Anche il letto dove ho vissuto i miei non molti amori non esiste più: l’ho smontato e buttato. Qualcosa però a casa vecchia è rimasto: qualche quadro per arredo, la grande stampa panoramica di Roma che ornava continuerà a ornare la parete del salotto (venduta al nuovo proprietario) e quel pianoforte inglese che mio padre suonava nel tempo libero. Non lo volevamo portar via perché scordato e tutto sommato di media qualità. Mia suocera a casa di pianoforti ne ha due, uno meglio dell’altro perché era pianista, quindi non aveva senso averne un altro. In più, il trasporto dei pianoforti è gestito da poche, costose ditte specializzate. Quando il nuovo padrone di casa ha chiesto di tenerlo per arredo, non ce lo siamo fatti dire due volte.
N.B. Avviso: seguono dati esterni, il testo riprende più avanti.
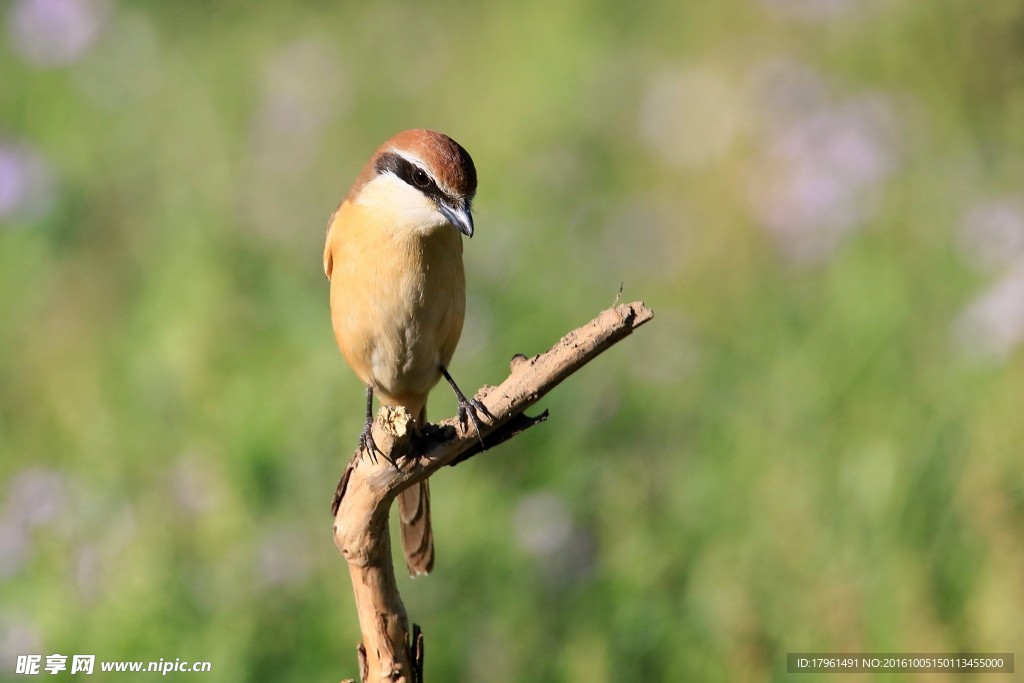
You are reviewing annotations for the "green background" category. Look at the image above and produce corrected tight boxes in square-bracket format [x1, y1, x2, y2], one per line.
[0, 0, 1024, 682]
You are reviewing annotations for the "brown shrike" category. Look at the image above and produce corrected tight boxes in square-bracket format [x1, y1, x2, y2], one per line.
[324, 130, 482, 575]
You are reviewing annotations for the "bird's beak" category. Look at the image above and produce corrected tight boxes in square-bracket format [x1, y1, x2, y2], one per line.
[437, 200, 473, 238]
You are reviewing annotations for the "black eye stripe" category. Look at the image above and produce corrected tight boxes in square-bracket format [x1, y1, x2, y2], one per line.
[377, 152, 446, 201]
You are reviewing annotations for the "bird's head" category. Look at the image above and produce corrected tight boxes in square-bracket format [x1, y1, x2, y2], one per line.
[346, 129, 476, 238]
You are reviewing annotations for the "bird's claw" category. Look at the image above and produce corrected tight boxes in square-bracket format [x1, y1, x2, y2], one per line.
[359, 420, 396, 467]
[456, 398, 495, 449]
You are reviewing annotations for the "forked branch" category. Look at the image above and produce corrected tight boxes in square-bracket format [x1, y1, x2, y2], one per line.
[333, 302, 654, 683]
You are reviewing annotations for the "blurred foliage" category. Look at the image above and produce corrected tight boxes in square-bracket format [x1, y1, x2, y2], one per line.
[0, 0, 1024, 683]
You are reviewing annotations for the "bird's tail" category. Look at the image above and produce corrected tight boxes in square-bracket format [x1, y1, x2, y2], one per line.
[398, 407, 434, 577]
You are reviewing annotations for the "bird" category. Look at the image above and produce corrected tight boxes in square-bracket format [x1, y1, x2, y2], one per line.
[324, 129, 489, 577]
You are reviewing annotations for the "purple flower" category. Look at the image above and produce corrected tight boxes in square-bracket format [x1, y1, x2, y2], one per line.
[7, 0, 106, 67]
[0, 142, 54, 220]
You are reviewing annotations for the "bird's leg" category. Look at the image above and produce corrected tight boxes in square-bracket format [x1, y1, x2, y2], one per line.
[440, 366, 495, 450]
[359, 384, 394, 465]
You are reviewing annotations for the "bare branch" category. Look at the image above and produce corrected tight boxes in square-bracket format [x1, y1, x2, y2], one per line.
[333, 302, 653, 683]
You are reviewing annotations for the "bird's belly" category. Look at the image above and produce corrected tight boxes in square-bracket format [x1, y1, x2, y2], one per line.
[332, 252, 465, 407]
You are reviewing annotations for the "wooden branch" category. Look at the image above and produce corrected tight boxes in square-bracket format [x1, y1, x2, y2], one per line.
[333, 302, 654, 683]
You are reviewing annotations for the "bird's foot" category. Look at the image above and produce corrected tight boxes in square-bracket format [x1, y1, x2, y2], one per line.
[456, 396, 495, 450]
[359, 418, 396, 467]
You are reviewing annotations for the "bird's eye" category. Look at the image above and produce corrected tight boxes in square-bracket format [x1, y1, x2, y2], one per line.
[413, 168, 430, 187]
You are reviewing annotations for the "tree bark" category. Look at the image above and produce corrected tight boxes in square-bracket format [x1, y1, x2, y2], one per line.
[332, 302, 653, 683]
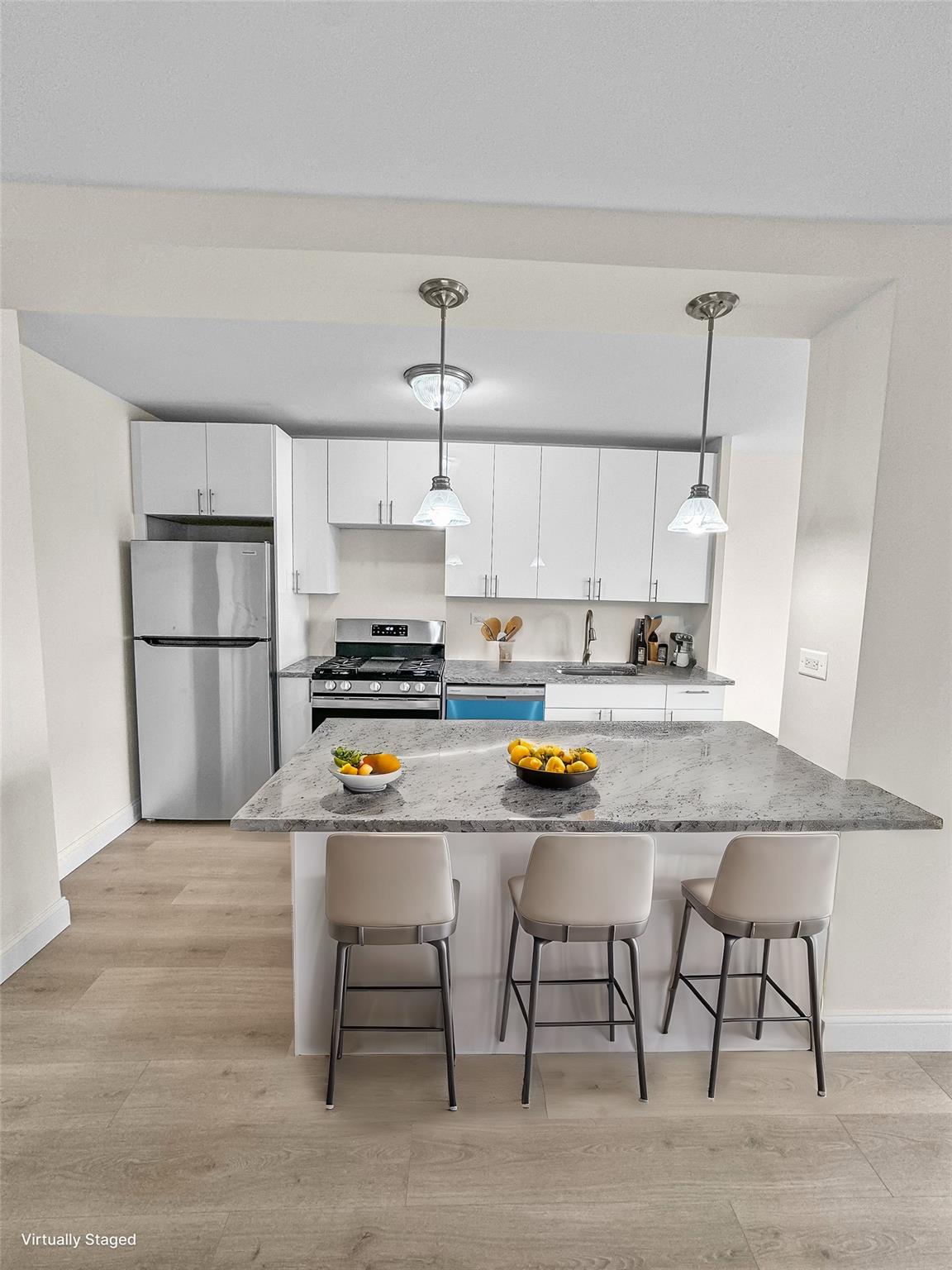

Quanto al nuovo proprietario, è l’ennesimo esempio di come si distrugge il centro storico. Una sinistra ossessionata dalle piste ciclabili ma incapace di elaborare un piano per il commercio nel Centro, più una giunta di dilettanti allo sbaraglio hanno sottovalutato se non ignorato un fenomeno che sta modificando le città d’arte: il sovra turismo, overtourism in inglese. L’affitto breve ai viaggiatori low-cost è l’affare del momento. Tenete duro, se siete ancora abitanti del centro, anche se ogni giorno vedrete per le scale gente diversa che parla altre lingue e lascia solo mondezza, o se per strada sentite il rumore continuo e ossessivo dei trolley che scorrono sui sampietrini, erede dei carri che disturbavano il sonno del poeta latino Orazio. I negozi di zona – sempre più kitsch e omologati sul modulo cinese e pakistano – si sono adeguati a questi nuovi nomadi, grazie anche alla totale disattenzione o corruzione dei politici. Anche il mercato di Campo di Fiori si è adeguato al turismo e si vede: un altro segno dei tempi. Ma il Campo era già da tempo divenuto almeno di sera un luna park per alcolisti italiani e stranieri e i titolari dei banchi preferivano trasferire la licenza ad altri mercati rionali. Questo anche per un motivo poco noto: la speculazione sui magazzini attorno alla piazza, diventati pub, ha reso troppo costosa la loro gestione come depositi di mercato. Il turismo ha fatto il resto, visto anche il progressivo spopolamento della zona.

Detto questo, la mia non è una lettera di addio. Sicuramente niente sarà più come prima, ma la vita continua.